Lions tour: Warren Gatland hilariously greets media wearing red clown nose

It wasn't the perfect result but Warren Gatland feels good about proving his critics wrong after the British and Irish Lions drew their Test series with New Zealand.

Playful coach Gatland wore a plastic red nose into his final press conference of the tour on Saturday night, taking a none-too-subtle swipe at those who had lampooned his methods before and during the tour.

His team had just exceeded widespread expectations by drawing the series with the All Blacks 1-1, capped by the 15-15 stalemate at Eden Park.

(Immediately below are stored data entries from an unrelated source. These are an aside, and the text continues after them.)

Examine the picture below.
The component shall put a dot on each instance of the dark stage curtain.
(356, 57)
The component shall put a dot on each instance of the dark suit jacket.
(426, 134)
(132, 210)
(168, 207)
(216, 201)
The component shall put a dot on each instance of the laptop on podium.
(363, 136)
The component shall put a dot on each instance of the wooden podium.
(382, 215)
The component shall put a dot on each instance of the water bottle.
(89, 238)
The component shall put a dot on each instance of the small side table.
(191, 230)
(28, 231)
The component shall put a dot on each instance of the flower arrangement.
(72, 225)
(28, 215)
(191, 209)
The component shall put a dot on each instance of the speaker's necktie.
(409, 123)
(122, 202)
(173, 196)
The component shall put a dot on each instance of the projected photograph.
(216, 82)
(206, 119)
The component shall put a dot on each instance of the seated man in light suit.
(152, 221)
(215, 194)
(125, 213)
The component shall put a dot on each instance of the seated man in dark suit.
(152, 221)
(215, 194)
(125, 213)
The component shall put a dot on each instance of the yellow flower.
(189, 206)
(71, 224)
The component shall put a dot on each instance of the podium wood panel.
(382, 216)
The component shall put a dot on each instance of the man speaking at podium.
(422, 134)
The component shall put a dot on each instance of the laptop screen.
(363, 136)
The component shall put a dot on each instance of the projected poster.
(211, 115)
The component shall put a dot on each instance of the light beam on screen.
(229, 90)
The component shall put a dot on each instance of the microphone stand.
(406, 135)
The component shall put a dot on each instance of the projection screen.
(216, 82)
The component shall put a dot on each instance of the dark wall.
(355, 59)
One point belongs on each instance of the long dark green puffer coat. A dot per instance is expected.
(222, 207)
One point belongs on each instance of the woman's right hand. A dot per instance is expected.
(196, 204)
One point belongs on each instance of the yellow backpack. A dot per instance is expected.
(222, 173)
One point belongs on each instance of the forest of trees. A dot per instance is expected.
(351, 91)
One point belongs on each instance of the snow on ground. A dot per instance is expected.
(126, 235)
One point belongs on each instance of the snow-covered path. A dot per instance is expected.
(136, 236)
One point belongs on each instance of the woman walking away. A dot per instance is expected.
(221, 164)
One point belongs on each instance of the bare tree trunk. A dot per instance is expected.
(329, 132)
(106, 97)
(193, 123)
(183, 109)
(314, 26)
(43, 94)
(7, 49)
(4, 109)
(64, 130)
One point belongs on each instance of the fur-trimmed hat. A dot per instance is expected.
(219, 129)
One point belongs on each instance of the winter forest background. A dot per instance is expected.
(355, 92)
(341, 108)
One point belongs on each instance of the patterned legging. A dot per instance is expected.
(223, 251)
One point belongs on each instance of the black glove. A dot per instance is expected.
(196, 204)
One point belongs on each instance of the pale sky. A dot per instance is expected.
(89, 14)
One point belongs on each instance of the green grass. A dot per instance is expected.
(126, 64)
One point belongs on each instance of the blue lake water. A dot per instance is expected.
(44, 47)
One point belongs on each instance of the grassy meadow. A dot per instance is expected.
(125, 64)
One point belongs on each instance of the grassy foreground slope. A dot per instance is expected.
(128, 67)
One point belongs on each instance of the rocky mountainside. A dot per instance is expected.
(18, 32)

Gatland was labelled a clown by the New Zealand Herald after accusations that Jerome Kaino was deliberately diving at Conor Murray's legs during the first Test.

It was not the first time the newspaper has done this. Last year they gave the same treat to Wallabies coach Michael Cheika.

That was then followed up by The Sun, who gave All Blacks coach Steve Hansen the clown treatment following the Lions' 24-21 win in the second Test. 

Gatland's agreement to a tour schedule featuring all five powerful Kiwi Super Rugby teams, plus the Maori All Blacks, was roundly questioned before his team landed in New Zealand.

Attacks on his coaching methods and some of his media utterances also drew criticism, including a mocking caricature of him as a clown in a national newspaper.

"We were completely written off. Everyone was talking about this being a 3-0 whitewash," Gatland said, emphasising the importance of the taxing early schedule.

"We've got better as a squad as the tour's gone on. That's because we were really tested and pushed and we've learned from the quality of the opposition that we've come against.

"The All Blacks threw everything at us in that first 20 minutes and we hung in there. That's what good teams do."

Gatland repeated his claim that New Zealand's media reportage hasn't matched the positive reception of the Kiwi public.

Coverage like the clown cartoon had backfired, Gatland opined.

"Ironically, I think the negativity turned a lot of Kiwis off supporting the All Blacks," he said.

"They felt that as a team and as a tour, that we'd embraced New Zealand and had played some pretty good rugby and earned respect in that way."

New Zealander Gatland believes the Lions dropped in the estimation of Kiwis when they last toured 12 years ago.

A 3-0 series loss to the 2005 All Blacks came on a visit in which the tourists were ensconced on the training pitch or hotel rooms.

"We realised we had to build a few bridges here in New Zealand. We think that we've done that," Gatland said.